19. The record shows that Plaintiff was in the process of remodeling her home prior to the fire. Hence, some photos show exposed walls and similar repairs consistent with a remodel, but other photos clearly show extensive fire damage.
20. Plaintiff moved for an injunction in her Prayer for Relief. [Doc. 1 at p. 4]. Federal Rule of Civil Procedure 8(a) requires "a short and plain statement of the claim showing that the pleader is entitled to relief." Clearly, Plaintiff failed to meet the minimal requirements set out in this rule.
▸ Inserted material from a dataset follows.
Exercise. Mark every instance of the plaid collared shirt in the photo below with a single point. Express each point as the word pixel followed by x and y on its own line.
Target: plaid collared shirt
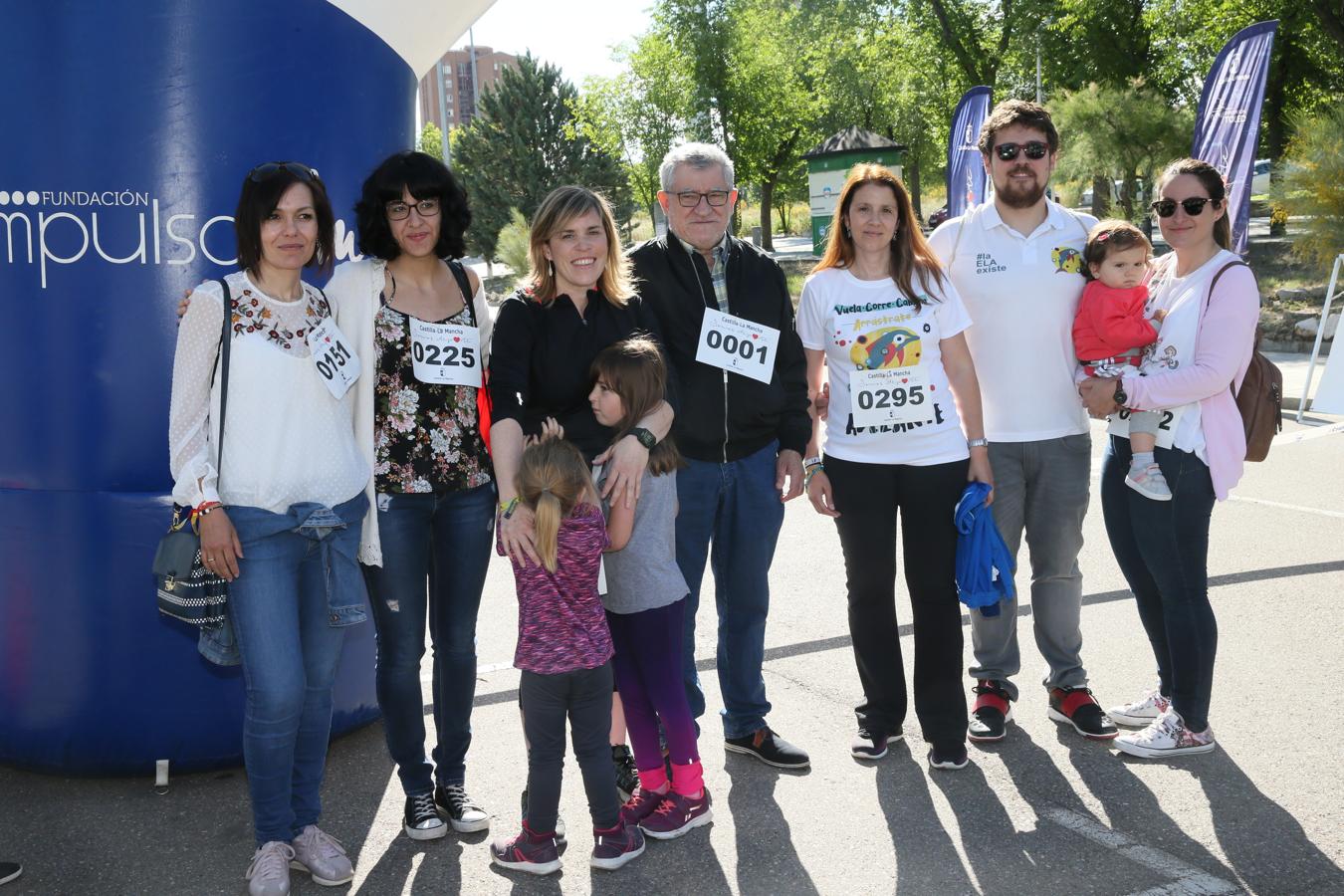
pixel 718 269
Regardless of whether this pleading deficiency alone would entitle LM to prevail on summary judgment, the Court nonetheless considered the parties' arguments.

The insurance policy's "Loss of Use" provision covers "any necessary increase in living expenses incurred by [Plaintiff] so that [her] household can maintain its normal standard of living." [Doc. 14-1 at p. 17]. Payment under this provision is "for the shortest time required to repair or replace the damage or, if [Plaintiff] permanently relocate[d], the shortest time required for [her] household to settle elsewhere." [Id.]. The fact that Plaintiff chose not to utilize the cash value payment from LM because she believed that Georgia's Valued Policy statute applied to her case is not "insurance-repair related." [Doc. 14-1 at p. 5 ("[I]f you feel an extension is necessary, we will need a letter signed by your contractor indicating what caused the delay and if it is "insurance-repair related.")]. The Court previously denied Plaintiff's Motion for Temporary Restraining Order and Preliminary Injunction seeking to extend her temporary housing lease and coverage for living expenses, and any subsequent argument that the terms of the insurance policy are ambiguous is without merit. [Docs. 13, 15]. The language of the insurance policy clearly provides that payment will be "for the shortest time" possible and the record clearly shows that LM paid for Plaintiff's living expenses during the estimated six-month repair period. [Doc. 14-1 at p. 17]. Furthermore, it would be inequitable, in light of the Court's ruling in this Order, to allow Plaintiff to file her lawsuit—without having commenced a single repair to her house—and require LM to cover her living expenses "while this litigation is pending." [Doc. 1 at p. 4]. Accordingly, Plaintiff is not entitled to any additional living expenses incurred after June 5, 2018, the end date of her six-month temporary housing lease, and her request for a permanent injunction is DENIED.

21. LM asserts that Plaintiff makes new allegations regarding the basis of her claim for bad faith. [Doc. 27 at p. 9 (citing [Doc. 26 at pp. 19-21])]. LM states that "Plaintiff has previously never claimed that LM misrepresented what was actually included in the repair estimates or that LM failed to adjust the claim for diminished value." [Doc. 27 at p. 9]. Plaintiff does allege in her Complaint that "[LM] purportedly omitted the construction recommendation of [Engineered Solutions] from its estimate to deflate said estimate and avoid . . . payment of the claim in full," which could arguably assert misrepresentation claim, LM is correct that she never mentions a failure to adjust for diminished value. [Docs. 1 at ¶ 12; 26 at p. 19]. Her Complaint clearly establishes a general breach of contract claim [Doc. 1 at ¶ 11], but it does not put LM on notice that she is asserting said claim based on an alleged failure to assess for diminished value—and the Court will not permit her to assert such a claim now. "At the summary judgment stage, the proper procedure for [a] plaintiff to assert a new claim is to amend [her] complaint in accordance with [Fed. R. Civ. P. 15(a)]. A plaintiff may not amend her complaint through argument in a brief opposing summary judgment. Gilmour v. Gates, McDonald and Co., 382 F.3d 1312, 1315 (11th Cir. 2004).